The Medical Device Innovation, Safety and Security Consortium (MDISS) has launched the first of more than a dozen planned security testing labs for medical devices. The new MDISS World Health Information Security Testing Lab (WHISTL) will focus on vetting complex multi-vendor, multi-device critical-care environments, such as hospital intensive care units and emergency rooms.
Further, the WHISTL facilities will comprise a federated network of medical device security testing labs, independently owned and operated by MDISS-member organizations including healthcare delivery organizations, medical device manufacturers, universities and technology companies. Each WHISTL facility will launch and operate under a shared set of standard operating procedures.
The goal, MDISS officials say, is to help organizations work together to more effectively address the public health challenges arising from cybersecurity issues emergent in complex, multivendor networks of medical devices.
While such security “proving grounds” aren’t new to enterprise IT, WHISTL is the first network of labs specifically designed around the needs of medical device researchers, healthcare IT professionals, and hospital clinical engineering leaders. By the end of 2017, MDISS WHISTL facilities will open in New York, Indiana, Tennessee, and California, as well as in the United Kingdom, Israel, Finland, and Singapore.

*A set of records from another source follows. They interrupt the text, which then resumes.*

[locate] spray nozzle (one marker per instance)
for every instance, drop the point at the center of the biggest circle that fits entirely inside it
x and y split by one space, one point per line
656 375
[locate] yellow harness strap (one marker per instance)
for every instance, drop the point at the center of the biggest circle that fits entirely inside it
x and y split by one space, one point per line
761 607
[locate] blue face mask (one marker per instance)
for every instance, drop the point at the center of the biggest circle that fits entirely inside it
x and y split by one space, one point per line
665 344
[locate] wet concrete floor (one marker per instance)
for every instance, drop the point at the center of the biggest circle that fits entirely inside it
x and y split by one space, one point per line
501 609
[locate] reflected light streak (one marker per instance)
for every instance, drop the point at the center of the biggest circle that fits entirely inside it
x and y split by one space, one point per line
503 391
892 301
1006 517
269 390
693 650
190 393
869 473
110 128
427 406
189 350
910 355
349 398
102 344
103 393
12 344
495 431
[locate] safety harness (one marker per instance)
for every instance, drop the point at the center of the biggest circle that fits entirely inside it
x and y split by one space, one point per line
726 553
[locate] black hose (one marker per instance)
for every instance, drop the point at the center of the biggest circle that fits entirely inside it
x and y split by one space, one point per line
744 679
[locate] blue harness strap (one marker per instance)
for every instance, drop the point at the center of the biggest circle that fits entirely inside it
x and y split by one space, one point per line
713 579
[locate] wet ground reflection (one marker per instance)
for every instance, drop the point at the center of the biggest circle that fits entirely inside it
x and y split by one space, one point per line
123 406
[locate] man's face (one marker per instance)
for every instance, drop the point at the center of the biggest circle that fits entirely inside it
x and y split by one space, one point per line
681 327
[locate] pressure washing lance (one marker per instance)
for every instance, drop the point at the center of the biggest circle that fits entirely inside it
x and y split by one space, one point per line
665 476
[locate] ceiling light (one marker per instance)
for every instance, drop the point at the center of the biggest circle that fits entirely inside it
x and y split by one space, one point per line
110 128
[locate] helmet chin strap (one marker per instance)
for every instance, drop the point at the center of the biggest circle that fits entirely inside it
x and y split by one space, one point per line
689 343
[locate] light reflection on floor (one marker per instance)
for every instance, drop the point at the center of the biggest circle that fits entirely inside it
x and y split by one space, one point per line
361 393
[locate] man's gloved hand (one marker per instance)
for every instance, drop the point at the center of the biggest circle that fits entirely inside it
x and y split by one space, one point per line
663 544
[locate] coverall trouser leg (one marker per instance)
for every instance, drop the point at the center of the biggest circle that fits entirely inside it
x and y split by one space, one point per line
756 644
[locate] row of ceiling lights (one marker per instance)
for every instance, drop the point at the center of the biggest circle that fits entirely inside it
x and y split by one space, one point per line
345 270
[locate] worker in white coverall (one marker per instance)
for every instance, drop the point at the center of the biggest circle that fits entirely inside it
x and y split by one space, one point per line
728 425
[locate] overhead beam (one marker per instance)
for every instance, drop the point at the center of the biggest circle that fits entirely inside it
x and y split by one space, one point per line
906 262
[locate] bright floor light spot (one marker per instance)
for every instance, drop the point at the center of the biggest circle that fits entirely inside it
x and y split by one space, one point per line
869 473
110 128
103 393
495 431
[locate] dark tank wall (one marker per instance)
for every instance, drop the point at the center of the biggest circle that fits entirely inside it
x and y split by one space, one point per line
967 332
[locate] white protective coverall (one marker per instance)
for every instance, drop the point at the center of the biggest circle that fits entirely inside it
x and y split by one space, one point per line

Enabling MDISS members to test devices in both physical and virtual environments, WHISTL facilities will focus on identifying and mitigating medical device vulnerabilities, sharing solutions and best practices, and device security education and awareness. Newly uncovered vulnerabilities will be responsibly reported to medical device manufacturers and to the National Health Information Sharing and Analysis Center (NH-ISAC)-MDISS Medical Device Vulnerability Program for Evaluation and Response.
“WHISTL will provide much-needed insight from actual developers and users of medical devices, which will result in increased relevant and actionable information sharing and situational awareness for all stakeholders in healthcare,” says Denise Anderson, president of NH-ISAC. “NH-ISAC looks forward to partnering with MDISS on this important effort for the community.
Benjamin Esslinger, a member of 24×7 Magazine’s editorial board, also spoke out about the new endeavor, commenting: “Working with MDISS over the past year on WHISTL has helped us make real progress against some very complex risk scenarios, while keeping the focus on patient safety.” After all, Esslinger says, security best practices for medical devices are “still maturing.”
“Our new WHISTL facility enables us to run medical devices through tougher, more realistic test regimes,” he adds. “Hidden vulnerabilities surface more quickly, and that helps us build more responsive standard operating procedures.”